News (Media Awareness Project) - US TX: Column: Amarillo Jury Takes Step Toward Sanity With Pot Case Acquittal |
Title: | US TX: Column: Amarillo Jury Takes Step Toward Sanity With Pot Case Acquittal |
Published On: | 2008-04-01 |
Source: | Amarillo Globe-News (TX) |
Fetched On: | 2008-04-02 19:15:26 |
AMARILLO JURY TAKES STEP TOWARD SANITY WITH POT CASE ACQUITTAL
"Never say, 'Of this water I will not drink.'"
Spanish proverb
I was gratified to see last week that an Amarillo man was acquitted
on a charge of possessing marijuana.
Amazed, too.
Tim Stevens, who was arrested last October, is HIV positive and
suffers from cyclical vomiting syndrome. He uses the marijuana to
relieve the nausea. This "necessity defense" - that the need to
reduce the nausea was of greater importance than the law he broke -
was something even a local jury could accept, and from my point of
view they did the right thing.
I understand the visceral resistance many Americans have when anyone
advocates an end to the harsh treatment our society inflicts on those
who use illegal drugs. Those of us with children tend to look on
illegal drugs as a corrupting influence, and we tend to want our
children as far removed from such influences as we can get them.

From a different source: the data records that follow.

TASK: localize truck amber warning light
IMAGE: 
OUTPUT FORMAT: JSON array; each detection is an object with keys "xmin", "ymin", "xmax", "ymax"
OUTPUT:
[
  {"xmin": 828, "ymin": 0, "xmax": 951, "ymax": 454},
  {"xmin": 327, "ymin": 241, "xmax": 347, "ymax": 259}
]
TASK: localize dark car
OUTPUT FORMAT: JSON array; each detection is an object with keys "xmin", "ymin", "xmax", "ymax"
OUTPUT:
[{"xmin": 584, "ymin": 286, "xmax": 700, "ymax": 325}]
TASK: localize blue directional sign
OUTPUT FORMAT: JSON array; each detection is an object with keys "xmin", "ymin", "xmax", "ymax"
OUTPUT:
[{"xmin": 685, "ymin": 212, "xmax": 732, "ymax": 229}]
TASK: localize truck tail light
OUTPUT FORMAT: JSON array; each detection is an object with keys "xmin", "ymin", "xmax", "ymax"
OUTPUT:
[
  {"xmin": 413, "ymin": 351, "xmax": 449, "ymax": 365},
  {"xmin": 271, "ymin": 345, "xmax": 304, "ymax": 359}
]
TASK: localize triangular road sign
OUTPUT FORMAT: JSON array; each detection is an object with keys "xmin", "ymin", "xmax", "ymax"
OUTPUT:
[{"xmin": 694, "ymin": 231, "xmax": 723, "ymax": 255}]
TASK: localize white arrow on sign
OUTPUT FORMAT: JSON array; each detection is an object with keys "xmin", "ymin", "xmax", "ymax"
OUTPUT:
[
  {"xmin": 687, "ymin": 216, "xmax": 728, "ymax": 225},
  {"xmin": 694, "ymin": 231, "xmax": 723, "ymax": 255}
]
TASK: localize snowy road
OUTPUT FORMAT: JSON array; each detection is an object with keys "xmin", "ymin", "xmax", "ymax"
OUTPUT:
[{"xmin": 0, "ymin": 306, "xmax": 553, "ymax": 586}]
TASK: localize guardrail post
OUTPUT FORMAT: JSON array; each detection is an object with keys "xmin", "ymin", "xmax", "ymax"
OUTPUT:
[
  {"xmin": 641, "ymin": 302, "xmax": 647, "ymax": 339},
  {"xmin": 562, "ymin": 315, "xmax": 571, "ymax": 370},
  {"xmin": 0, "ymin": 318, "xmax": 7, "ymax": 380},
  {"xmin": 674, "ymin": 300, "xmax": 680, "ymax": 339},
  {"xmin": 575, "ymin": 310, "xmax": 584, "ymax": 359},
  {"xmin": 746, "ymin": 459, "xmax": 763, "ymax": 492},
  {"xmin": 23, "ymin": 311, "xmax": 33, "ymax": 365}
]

But it seems to me we go way beyond this simple consideration with
our laws. It isn't enough to educate our children, to lead by
example, and to accept that some people will indulge drugs to a small
or large extent no matter what we do. We want to imprison anyone who
violates these laws. We want to punish anyone who produces or
delivers illegal drugs. We want to rip the plants from the ground and
salt the earth to eliminate even the "occasion of sin." And we want
to cloak our extremism in moral authority, science, historical myth
and patriotic fables.
In doing so, we violate the very morality we seek to establish.
The simple truth of the matter is that all of us make our own
decisions about drug use and abuse. Some people never display even
the urge to experiment with illegal drugs. The vast majority who try
any kind of drug - legal or illegal, recreational or therapeutic -
eventually reach a personal accommodation that permits them to live
otherwise productive and honorable lives. Some get hooked and stay
that way, using chemicals to avoid a reality that is just too painful
or difficult to address without altering their state of consciousness.
And some of us who don't like drugs and wouldn't use them under any
normal circumstance will, nevertheless, take them when the pain is bad enough.
Our society has decided that there are "good drugs" - manufactured by
pharmaceutical companies and distributed in everything from grocery
stores to the Internet - and "bad drugs." These are value judgments
which are, more often than not, the product of prejudice. Those who
use marijuana know it isn't the killer or even the "gateway" that we
claim it is, but we all rally around the fiction as though it were
gospel and we punish people who use it as though progress toward a
more pure society can be measured by how many users are behind bars.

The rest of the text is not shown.